We were being vegetarian, so I was thinking about adding mushroom stock for depth of flavor, but in the end Mom talked me out of it - thought it would be too damp - and you know what?  I was right.  The stuffing as OK, but it could have been better.  And I didn't need a recipe and instructions from my ancestors, I knew.  But I'm not a real cook, so I gave up the idea too easily.

After the holiday I took the leftover stuffing and the leftover soup and the leftover everything else and threw it all together (with some mushroom stock, thank you very much) into a pan and made this weird vegetarian stew.  Which I ate out of a bowl.  And you know what?  It was a bowl of brown mush, but it was enormously tasty mush.

I find bowls warm and comforting (I love handle-less tea mugs for the same reasons, cupping my hands around them makes me feel grounded and safe and connected and aware) and I like stews and noodles and roasted vegetables and mashed up legumes with lots of savor. 

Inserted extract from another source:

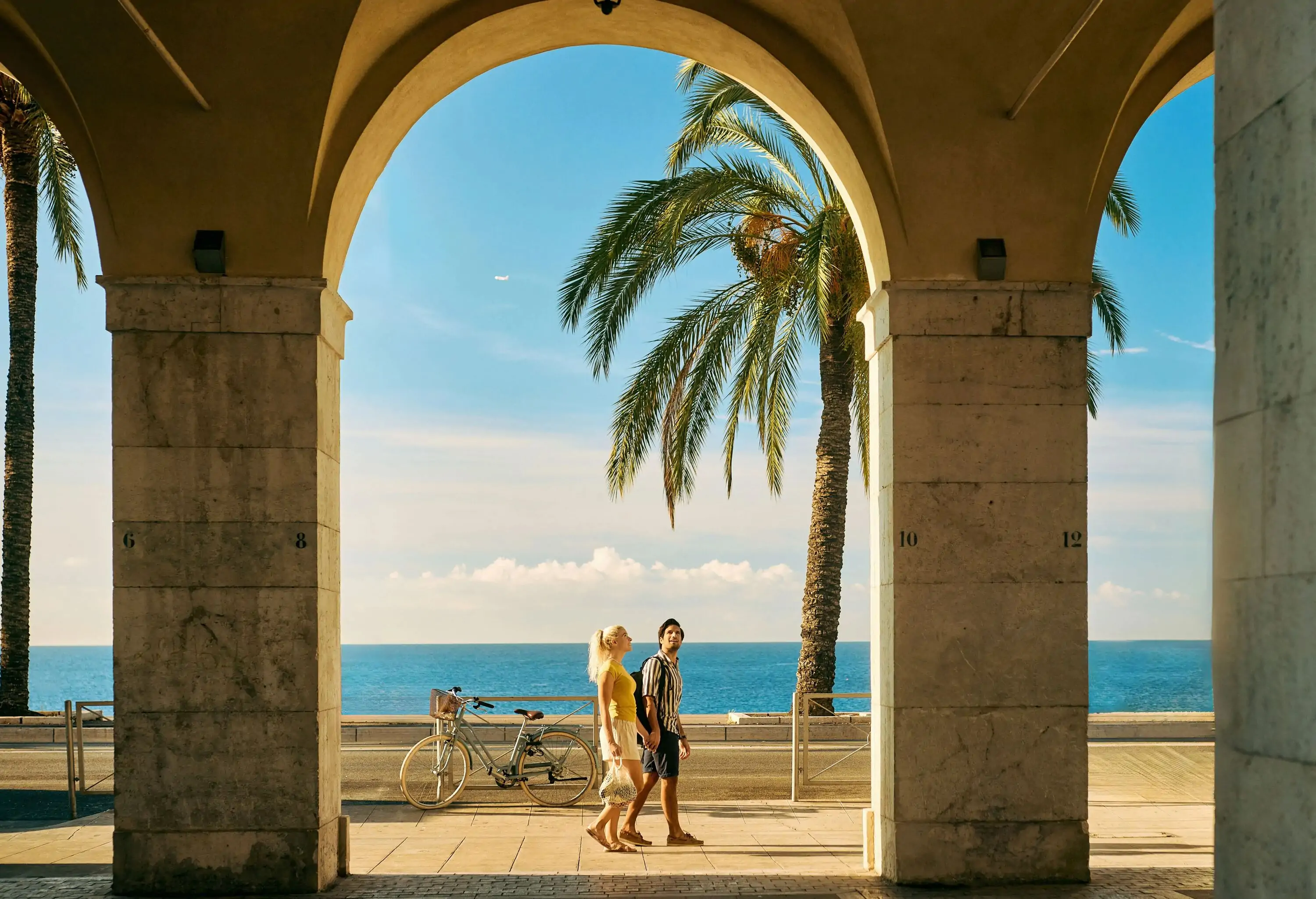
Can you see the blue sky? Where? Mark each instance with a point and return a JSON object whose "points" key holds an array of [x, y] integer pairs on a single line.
{"points": [[474, 436]]}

I wonder where this idea comes from, the idea I have that the way I like to do something is not just automatically OK?  I somehow have to go through these mental gymnastics to recognize what's good and personal and reflective of the self about the things I do, and that there is no need to align it with anyone else's ideas or habits unless I want to incorporate something I find good and choose to adopt.
I was talking to a male friend over the holiday and though he has just as many questions about his own life as I do, he doesn't have that...sense of apology that so many women do.  That I struggle with sometimes.

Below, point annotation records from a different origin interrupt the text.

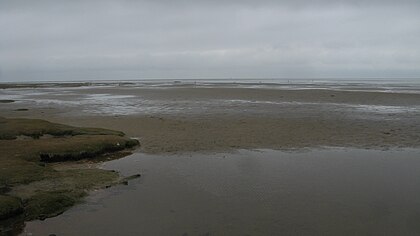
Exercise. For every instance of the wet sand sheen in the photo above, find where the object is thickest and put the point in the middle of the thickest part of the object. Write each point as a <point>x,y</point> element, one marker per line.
<point>316,192</point>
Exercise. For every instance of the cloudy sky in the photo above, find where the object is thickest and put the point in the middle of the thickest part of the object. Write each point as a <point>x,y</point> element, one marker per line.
<point>127,39</point>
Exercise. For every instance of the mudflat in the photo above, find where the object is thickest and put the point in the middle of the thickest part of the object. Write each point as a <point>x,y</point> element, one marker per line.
<point>177,121</point>
<point>227,117</point>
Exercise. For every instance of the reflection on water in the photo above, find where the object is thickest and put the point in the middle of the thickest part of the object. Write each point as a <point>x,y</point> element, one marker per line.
<point>316,192</point>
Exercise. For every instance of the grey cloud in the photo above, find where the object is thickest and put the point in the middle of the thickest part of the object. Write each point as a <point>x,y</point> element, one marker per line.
<point>64,40</point>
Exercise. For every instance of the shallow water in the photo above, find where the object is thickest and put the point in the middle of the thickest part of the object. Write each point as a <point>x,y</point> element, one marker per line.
<point>332,191</point>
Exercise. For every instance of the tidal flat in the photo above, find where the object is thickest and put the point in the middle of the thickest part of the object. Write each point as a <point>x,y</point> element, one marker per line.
<point>328,150</point>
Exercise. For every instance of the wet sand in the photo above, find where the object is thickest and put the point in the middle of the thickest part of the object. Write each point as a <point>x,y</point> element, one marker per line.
<point>182,119</point>
<point>317,192</point>
<point>188,187</point>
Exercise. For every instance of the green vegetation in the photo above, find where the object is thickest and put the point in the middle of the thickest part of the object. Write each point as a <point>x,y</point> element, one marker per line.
<point>32,186</point>
<point>9,206</point>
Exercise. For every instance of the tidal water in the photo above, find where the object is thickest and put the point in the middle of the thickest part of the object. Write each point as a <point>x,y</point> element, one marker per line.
<point>331,191</point>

That's something I'm grateful for this year, that I am learning to be friends with men again.  And also?  I can cook. 

The end of Autumn.

Img_5928

This fall I have been absolutely unable to look away from the trees.  My expectations for tree color were not high, given the bizarre, nearly tropical, warmth of September and October.  But somewhere before Thanksgiving we must have had a hard frost and suddenly there they were, the reason my mother sent me a box of wax ironed leaves when I lived in California. 

Img_5934

There are 5 young maples in a row in the park by my house who have gone such a magnificent pinkish scarlet that I nearly drive over the curb whenever the car rounds that corner.  They are hanging on to every last leaf and I salute them...though I have not photographed them. Some things can not be captured.

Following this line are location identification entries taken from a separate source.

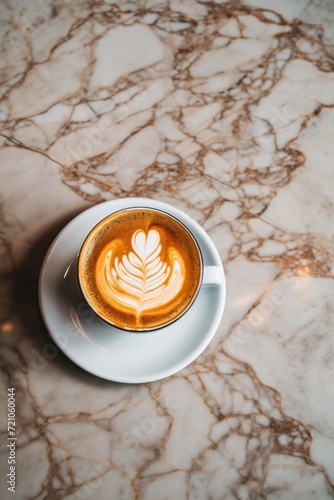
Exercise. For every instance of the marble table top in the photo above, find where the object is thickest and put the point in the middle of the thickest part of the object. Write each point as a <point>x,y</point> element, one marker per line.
<point>225,110</point>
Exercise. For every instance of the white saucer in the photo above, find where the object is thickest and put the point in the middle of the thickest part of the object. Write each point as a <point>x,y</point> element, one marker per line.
<point>106,351</point>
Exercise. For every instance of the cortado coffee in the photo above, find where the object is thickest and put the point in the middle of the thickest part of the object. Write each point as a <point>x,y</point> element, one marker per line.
<point>140,269</point>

The three dimensionality of the fallen leaves beautiful this year, the way they drift and pile so lightly.  The shades. The shadows.  Perhaps this year I am just more noticing. 

Img_5938

Every year the leaves fall from the maple in my neighbor's yard onto my deck and I am so busy and lazy and not aware that they stay there until there has been rain or snow and they are rotting and sodden and frozen and in the spring they are a stinking beast to clean up.  Saturday I was home after the gym and looked out and thought - that tree is finally bare and today that is a 30 minute job.  Sad as I am to see them go.....

Snow

Sunday found me glad I acted. 

Other signs of winter.....Kilkenny Irish Soda Bread.  I used to be a fair hand with baking - when I was a little girl I would come home from school and make a cake a few times a week - but I never do it any more as I live alone and can't say no to fresh baked anything.  But the things you can buy are awful, even in good shops. 

Soda_bread

Subbed craisins for raisins as that was what I have (I hate raisins), and used half organic whole wheat flour/half organic a/p white flour, and unprocessed cane sugar. I grew up thinking that healthier choices meant less flavor and I'm investigating the truth of that a bit these days.  So far it seems to be bollocks - I would say on the whole more delicate flavor, but not less. 

Verdict?  Not sure it was soda bread, but it was really good.  Managed a decent delicacy of crust and the flavor was excellent.  Needed a hair more mixing for cohesion - maybe a tad more buttermilk? And a tiny bit more salt. 

I ate half the loaf while it was warm - must work on that - I'll check the leftovers tonight to see if the texture in fact came out right in the end.